Best of luck trading in 2016 and may the festive season brings joy and happiness to all our readers.


  • Yellen planting the seed of certainty and calmness in this holiday season
  • Embracing 2016 with open arms and potentially strong equity market was the main message
  • Playing down the likelihood of slowdown in the economy and Yellen made a strong point that remain the case
  • The general market is expecting the USD to be appreciate albeit slightly slower
  • External worries – other countries should get their acts together
  • 2016 Election year is a major factor to take into consideration
  • November 8th 2016 will be a key determinant on the USD
  • Will a strong USD be a worry in the future?
  • Does the rate hike revive the USD as a safe haven status? or at least reinforces it?
  • What other tools does the Federal Reserve have should the economy hit the dirt?
  • Will the Fed back out and do a U turn after the first rate hike?

USDX saisonal

USDX Vierjahres-Wahlzyklus

5 min dax


  • Draghi et al has got an ace card up their sleeves (QE expansion)
  • Economy is picking up with a weaker Euro and the ECB would prefer this course
  • US vs EU divergence may grow wider – whilst the European market is still QE supported – money flow to the equity sector could pick up
  • Risk to the upside on the EUR/USD could happen if there is a severe risk off events
  • “Saving Private Greece” may not happen again in 2016
  • On-going battle to fight deflation remains to be the agenda for 2016
  • SNB Jordan will maintain the view to intervene the market whenever possible

EURO / USD saisonal



  • Carney et al in the spotlight to follow the US in rate hike but all bets are off for early rate hike in 2016
  • Will remain data dependant and as long as signs of growth are encouraging – Sterling can only go higher (against other basket of currencies barring the USD)
  • BOE will be put in the spotlight as the Fed has in 2015 – when will they hike scenario
  • A mini hike and dovish remark will certainly relieve the market

GBP / USD saisonal

bull down syndrome


  • Realm of uncertainty will persist here
  • Yen will continue to weaken – no change in the course as BOJ fight for inflation target
  • Abenomics will need to do more in 2016 and with more US rate hike – the 3 arrows could well take Yen lower (concentration traders are watching closely though)
  • Yuan devaluation will continue as the economy look to maintain a healthy growth
  • Chinese government will need to be more pro-active in managing their growth and currency
  • As long as Chinese economy is in the rut, other emerging currencies will play cue and actively devalue to stay competitive
  • Other EM currencies such as Malaysia Ringgit and Indonesia Rupiah are at the mercy of the USD strength due to their political uncertainty

YEN / USD saisonal

Commodity Currencies

  • Continue battle with commodity glut but will we see a light at the end of the tunnel?
  • Any sign of capitulation in the commodity sector could well affect the policies that the RBA and RBNZ will take into 2016
  • Expect both central banks to maintain a dovish view but traders will be cautious at any uptick on the economic data out of this region


There is no doubt of further appreciation in the USD strength over the next 12 months.

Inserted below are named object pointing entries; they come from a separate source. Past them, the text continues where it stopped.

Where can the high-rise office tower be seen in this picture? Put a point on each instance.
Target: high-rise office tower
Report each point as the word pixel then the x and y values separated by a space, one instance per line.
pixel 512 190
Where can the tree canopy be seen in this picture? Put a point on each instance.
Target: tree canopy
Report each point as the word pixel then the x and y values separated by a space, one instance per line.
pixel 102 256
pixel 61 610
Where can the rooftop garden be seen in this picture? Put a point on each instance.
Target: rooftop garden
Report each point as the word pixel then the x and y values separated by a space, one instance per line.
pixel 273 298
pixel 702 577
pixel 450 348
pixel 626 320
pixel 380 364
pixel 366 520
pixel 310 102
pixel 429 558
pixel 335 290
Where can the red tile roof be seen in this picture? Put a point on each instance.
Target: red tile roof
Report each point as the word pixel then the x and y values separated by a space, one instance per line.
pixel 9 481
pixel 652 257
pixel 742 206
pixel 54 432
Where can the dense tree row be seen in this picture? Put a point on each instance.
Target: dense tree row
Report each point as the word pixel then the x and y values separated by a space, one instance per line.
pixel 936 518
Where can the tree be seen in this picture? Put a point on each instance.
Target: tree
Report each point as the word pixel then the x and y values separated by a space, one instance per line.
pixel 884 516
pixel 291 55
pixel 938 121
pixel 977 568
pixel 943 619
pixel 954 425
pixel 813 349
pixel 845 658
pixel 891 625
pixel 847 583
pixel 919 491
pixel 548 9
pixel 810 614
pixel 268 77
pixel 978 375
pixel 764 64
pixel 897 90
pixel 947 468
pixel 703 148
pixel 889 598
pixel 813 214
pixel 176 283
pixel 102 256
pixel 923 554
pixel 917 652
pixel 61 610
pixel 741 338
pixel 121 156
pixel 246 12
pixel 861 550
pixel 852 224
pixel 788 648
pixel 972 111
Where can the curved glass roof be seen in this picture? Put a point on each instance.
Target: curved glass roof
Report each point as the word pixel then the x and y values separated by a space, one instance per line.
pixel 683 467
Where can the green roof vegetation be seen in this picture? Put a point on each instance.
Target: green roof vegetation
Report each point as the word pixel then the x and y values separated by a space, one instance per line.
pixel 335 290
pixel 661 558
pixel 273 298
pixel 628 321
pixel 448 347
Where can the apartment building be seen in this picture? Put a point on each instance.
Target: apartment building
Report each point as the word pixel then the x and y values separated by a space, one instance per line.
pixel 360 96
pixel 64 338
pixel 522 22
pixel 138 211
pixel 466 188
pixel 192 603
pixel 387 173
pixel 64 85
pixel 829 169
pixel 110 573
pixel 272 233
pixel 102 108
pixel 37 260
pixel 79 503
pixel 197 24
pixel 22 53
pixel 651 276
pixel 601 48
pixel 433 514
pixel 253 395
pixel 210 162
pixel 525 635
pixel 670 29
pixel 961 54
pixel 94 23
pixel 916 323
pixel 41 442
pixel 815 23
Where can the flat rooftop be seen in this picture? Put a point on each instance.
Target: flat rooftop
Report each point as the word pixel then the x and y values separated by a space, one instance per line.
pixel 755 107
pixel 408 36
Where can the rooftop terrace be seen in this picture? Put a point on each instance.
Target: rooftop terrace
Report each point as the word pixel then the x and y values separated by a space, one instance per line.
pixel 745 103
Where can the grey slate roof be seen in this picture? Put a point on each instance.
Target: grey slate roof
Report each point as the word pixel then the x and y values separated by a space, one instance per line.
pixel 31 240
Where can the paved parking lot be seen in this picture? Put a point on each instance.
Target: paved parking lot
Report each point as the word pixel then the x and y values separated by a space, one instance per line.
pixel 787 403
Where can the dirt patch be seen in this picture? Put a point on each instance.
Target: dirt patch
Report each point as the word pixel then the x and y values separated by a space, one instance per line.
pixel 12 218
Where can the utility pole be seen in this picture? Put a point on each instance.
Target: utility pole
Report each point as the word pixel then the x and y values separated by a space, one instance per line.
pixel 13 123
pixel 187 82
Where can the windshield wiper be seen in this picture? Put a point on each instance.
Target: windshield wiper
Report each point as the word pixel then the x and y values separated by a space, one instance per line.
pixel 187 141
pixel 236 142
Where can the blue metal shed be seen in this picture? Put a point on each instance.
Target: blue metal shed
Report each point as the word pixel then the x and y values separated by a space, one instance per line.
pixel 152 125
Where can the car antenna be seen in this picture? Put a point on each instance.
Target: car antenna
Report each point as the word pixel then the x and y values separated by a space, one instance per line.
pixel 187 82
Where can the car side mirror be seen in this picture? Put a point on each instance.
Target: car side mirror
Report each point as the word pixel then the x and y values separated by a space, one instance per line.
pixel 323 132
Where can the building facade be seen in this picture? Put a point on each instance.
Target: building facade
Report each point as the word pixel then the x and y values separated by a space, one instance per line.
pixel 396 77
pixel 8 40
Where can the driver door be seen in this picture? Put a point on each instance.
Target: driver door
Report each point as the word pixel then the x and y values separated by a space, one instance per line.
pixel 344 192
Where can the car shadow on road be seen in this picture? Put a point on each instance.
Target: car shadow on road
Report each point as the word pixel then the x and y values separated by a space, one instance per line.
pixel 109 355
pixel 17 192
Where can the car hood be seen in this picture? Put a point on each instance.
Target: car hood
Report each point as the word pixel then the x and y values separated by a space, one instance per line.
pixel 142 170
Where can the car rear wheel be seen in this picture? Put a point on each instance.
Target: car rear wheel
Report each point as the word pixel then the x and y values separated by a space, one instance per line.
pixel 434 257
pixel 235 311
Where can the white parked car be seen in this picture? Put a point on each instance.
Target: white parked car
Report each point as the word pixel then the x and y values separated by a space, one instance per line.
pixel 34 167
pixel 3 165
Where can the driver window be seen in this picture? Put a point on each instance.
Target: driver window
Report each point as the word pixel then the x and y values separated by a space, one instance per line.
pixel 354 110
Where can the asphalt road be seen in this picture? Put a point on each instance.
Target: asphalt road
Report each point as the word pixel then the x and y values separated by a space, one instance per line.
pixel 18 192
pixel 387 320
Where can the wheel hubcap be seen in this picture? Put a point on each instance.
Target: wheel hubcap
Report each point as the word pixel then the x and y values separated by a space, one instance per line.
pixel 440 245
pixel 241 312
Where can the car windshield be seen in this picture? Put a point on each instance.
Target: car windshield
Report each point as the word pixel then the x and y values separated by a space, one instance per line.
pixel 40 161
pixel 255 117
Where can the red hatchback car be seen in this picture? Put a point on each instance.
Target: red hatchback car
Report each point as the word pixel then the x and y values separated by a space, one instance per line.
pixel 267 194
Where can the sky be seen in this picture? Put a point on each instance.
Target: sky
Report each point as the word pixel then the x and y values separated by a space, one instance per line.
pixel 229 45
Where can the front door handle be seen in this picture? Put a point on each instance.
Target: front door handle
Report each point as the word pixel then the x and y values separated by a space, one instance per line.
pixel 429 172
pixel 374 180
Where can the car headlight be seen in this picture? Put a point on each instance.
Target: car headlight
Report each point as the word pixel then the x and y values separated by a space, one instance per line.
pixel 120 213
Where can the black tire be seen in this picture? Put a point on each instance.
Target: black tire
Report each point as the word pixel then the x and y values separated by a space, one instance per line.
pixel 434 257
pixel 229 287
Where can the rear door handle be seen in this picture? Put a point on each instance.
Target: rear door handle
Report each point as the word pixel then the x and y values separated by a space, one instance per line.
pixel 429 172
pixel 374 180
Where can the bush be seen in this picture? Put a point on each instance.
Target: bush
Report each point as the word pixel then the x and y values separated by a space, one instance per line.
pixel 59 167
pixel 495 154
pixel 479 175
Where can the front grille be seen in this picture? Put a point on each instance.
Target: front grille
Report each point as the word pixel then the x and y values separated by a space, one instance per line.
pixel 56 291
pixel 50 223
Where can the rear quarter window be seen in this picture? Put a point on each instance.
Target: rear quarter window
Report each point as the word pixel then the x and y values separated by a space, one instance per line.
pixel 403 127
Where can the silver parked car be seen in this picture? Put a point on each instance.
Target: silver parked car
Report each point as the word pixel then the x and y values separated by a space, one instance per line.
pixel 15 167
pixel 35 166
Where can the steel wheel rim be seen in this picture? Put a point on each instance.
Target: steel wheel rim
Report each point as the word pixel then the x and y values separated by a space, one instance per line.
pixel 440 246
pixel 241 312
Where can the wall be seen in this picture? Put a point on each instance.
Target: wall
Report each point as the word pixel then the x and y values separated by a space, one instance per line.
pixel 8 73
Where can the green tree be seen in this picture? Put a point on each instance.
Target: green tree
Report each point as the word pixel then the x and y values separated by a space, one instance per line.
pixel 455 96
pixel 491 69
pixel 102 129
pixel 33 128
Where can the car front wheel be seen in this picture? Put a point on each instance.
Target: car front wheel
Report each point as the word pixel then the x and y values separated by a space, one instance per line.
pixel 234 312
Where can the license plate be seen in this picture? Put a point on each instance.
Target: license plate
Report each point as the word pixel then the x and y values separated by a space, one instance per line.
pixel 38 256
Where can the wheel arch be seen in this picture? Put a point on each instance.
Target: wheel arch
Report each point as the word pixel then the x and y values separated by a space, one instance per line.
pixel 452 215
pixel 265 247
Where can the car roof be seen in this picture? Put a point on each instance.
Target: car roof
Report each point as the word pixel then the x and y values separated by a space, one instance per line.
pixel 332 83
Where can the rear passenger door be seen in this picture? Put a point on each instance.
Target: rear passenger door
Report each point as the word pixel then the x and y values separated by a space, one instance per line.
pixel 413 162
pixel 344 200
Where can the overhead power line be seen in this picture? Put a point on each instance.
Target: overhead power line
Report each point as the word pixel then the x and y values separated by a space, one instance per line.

Judging by from the fundamental perspective, a slow appreciation on each federal reserve meeting could be the gradual effect that Yellen et al wants. Such biased stands as long as the global economy maintain its course and steer off from any black swan events or shocks. The risk to that is the unwinding of the USD and the exodus of shorts from Euro and Yen trade – which may create a vicious short covering session.

Looking further ahead, a dovish stance from global central banks will remain to be the case. It is true that the US is ready for a rate hike and the phase of normalization has begin. Other countries will have to follow suit but will take time to do so. There is no denying that global inflation remains to be a major problem given the current commodity glut. This particular industry from mining, shipping to manufacturing will be hit hardest and another year of low prices cannot be avoided.